Par mélange, Hublin entend que ces différentes espèces humaines, y compris la nôtre, comme l’Australie. ont eu des relations sexuelles entre elles. Ce faisant, nous avons intégré des gènes de ces espèces anciennes dans notre génome humain moderne, avec des traces d’ADN de Denisovan détectées dans les populations humaines modernes locales, et chez des personnes aussi éloignées que l’Australie

L’essentiel de ce que nous savons jusqu’à présent sur les Denisovans provient de l’ADN, qui a été séquencé à partir des os de la grotte du mont Altaï. Cet ADN comprenait une variante du gène, ou mutation, appelée EPAS1, qui a été liée à la capacité du peuple himalayen à résister à l’hypoxie, c’est-à-dire aux conditions de faible teneur en oxygène que l’on trouve en haute altitude.

Mais comme les précédents fossiles de Denisovan avaient été trouvés à une altitude de 700 mètres, la raison pour laquelle ils possédaient ces gènes d’environnement extrême n’avait jamais été connue.

“Jusqu’à aujourd’hui, personne n’avait jamais imaginé que des humains archaïques étaient capables de vivre dans un tel environnement”, a déclaré Hublin, expliquant que l’on pensait que la vie dans des environnements aussi difficiles et en haute altitude n’avait été réalisée que par des humains modernes comme nous, il y a environ 40 000 ans.

“Les populations liées au Denisovan ont probablement vécu longtemps sur le plateau tibétain, et c’est pour cette raison qu’une telle mutation s’est fixée chez ces hominines fossiles et s’est ensuite transmise aux envahisseurs modernes”, a déclaré Hublin.

Le nouveau fossile de Denisovan a été découvert par un moine local en 1980, avant d’être transmis à l’université de Lanzhou. Il se compose de la moitié de la mâchoire inférieure, ainsi que de quelques grosses molaires intactes.

L’une de ces molaires n’était pas encore complètement érigée, a souligné M. Hublin, ce qui suggère que la mâchoire appartenait à un Denisovan adolescent.

Frido Welker, chercheur en protéomique à l’université de Copenhague, au Danemark, a expliqué que l’absence d’ADN préservé les obligeait à utiliser des protéines pour identifier l’espèce à laquelle appartenait la mâchoire.

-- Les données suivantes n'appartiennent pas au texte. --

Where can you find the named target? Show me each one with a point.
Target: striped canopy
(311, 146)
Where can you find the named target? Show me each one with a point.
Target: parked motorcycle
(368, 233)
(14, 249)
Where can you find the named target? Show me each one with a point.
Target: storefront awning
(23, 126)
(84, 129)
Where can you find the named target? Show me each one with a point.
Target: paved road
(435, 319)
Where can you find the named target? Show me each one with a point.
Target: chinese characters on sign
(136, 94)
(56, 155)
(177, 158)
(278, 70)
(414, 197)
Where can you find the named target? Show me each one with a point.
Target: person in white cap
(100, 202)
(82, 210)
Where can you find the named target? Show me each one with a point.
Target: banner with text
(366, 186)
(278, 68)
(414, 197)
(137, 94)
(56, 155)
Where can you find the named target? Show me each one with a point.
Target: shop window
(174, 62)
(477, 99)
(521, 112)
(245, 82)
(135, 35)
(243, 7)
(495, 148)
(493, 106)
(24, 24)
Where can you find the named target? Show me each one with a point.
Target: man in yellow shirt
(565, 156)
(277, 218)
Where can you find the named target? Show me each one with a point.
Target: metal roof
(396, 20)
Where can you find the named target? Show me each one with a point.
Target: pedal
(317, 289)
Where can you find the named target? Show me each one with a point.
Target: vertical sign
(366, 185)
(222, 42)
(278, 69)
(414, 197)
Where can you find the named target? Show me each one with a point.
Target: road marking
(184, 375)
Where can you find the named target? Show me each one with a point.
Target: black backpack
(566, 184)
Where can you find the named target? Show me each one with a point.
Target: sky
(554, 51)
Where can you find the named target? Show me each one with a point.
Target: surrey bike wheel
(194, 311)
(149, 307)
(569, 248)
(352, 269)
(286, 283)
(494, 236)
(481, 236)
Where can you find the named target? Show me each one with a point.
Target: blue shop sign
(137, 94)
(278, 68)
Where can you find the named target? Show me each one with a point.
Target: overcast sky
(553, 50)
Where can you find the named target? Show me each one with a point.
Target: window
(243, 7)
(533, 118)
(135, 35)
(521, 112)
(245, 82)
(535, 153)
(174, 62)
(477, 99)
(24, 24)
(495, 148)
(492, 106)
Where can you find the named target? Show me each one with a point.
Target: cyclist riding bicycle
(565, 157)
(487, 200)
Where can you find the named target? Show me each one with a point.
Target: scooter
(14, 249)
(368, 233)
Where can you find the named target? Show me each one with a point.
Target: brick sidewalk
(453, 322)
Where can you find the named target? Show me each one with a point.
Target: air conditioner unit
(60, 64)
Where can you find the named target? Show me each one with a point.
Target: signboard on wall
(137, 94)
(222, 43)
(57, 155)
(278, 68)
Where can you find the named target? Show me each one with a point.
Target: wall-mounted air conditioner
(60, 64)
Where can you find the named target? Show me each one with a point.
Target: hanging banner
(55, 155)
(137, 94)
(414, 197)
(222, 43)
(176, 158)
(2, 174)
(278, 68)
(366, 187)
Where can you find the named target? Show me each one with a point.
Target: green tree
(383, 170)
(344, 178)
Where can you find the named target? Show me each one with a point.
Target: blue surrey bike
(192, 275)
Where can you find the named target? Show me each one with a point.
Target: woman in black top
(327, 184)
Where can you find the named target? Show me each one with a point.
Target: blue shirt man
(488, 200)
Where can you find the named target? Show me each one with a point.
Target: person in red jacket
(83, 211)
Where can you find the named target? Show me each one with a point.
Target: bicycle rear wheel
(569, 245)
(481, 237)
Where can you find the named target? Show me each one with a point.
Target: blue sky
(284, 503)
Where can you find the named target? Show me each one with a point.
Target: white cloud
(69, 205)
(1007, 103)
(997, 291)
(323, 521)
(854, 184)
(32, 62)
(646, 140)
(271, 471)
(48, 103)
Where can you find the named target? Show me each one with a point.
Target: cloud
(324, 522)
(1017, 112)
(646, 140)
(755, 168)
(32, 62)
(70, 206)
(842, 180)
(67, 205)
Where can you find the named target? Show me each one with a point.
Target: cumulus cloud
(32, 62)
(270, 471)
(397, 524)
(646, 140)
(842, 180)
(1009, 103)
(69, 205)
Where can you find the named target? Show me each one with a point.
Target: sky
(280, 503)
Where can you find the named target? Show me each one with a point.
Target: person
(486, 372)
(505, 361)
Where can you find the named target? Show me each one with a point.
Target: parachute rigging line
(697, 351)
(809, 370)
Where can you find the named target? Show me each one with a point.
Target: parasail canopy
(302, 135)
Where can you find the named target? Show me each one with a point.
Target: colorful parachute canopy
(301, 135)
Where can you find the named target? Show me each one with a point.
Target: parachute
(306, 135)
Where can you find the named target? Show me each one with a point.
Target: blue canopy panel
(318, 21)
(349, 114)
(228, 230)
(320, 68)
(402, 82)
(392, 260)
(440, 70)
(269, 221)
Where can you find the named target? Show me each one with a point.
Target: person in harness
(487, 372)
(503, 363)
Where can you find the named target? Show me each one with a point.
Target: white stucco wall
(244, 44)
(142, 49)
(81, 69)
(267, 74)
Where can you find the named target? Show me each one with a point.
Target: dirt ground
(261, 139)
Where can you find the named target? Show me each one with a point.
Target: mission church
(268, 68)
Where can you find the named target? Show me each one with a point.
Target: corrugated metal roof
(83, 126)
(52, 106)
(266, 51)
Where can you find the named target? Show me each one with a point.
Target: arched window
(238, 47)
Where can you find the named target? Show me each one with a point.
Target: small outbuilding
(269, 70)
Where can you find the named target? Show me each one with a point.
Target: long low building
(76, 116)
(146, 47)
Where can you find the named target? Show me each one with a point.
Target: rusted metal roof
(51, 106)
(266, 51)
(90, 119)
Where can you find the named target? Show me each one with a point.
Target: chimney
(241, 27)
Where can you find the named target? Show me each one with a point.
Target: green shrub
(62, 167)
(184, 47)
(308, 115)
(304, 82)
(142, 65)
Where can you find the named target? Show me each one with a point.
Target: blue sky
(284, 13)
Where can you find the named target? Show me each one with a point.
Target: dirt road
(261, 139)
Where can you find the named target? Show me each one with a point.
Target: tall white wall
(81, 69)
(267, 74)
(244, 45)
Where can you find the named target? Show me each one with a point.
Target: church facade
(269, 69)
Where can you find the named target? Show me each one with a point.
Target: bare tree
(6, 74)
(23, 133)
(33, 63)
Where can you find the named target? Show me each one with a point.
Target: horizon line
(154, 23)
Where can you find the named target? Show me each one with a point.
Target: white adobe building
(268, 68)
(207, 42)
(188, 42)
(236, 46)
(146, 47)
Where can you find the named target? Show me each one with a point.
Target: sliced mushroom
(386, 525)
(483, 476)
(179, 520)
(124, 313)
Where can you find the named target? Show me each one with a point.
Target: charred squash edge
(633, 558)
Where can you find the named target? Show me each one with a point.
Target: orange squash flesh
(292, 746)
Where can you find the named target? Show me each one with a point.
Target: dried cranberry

L’équipe a pu isoler huit types différents de protéines composant la structure collagène du fossile, qui se présentaient sous forme de fragments représentant entre 5 et 90 % de leur structure complète.

Cela a suffi pour comparer les protéines avec celles d’autres espèces d’hominines connues et pour identifier les preuves que les acides aminés des protéines correspondaient le plus à l’ADN des fossiles de Denisovan des montagnes de l’Altaï.

La datation radioisotopique a permis de situer la mâchoire à environ 160 000 ans. En revanche, les plus anciennes preuves d’H. sapien à ces altitudes extrêmes avaient été datées d’environ 30 000 à 40 000 ans.

“Les hominines archaïques ont occupé le plateau tibétain au Pléistocène moyen et se sont adaptées avec succès aux environnements de haute altitude à faible teneur en oxygène bien avant l’arrivée régionale de l’Homo sapiens moderne”, a déclaré l’archéologue Dongju Zhang de l’université de Lanzhou en Chine.

Elle a ajouté que l’équipe prévoyait de revisiter la grotte himalayenne, qui est également un lieu saint pour la population locale, dans six mois, et qu’elle espérait obtenir l’autorisation de poursuivre les fouilles l’année prochaine.

Nous sommes impatients de savoir ce qu’ils découvriront d’autre sur nos origines anciennes et sur les autres humains avec lesquels nous avons partagé notre monde.

Vous pouvez lire la description complète de cette découverte de Denisovan dans Nature.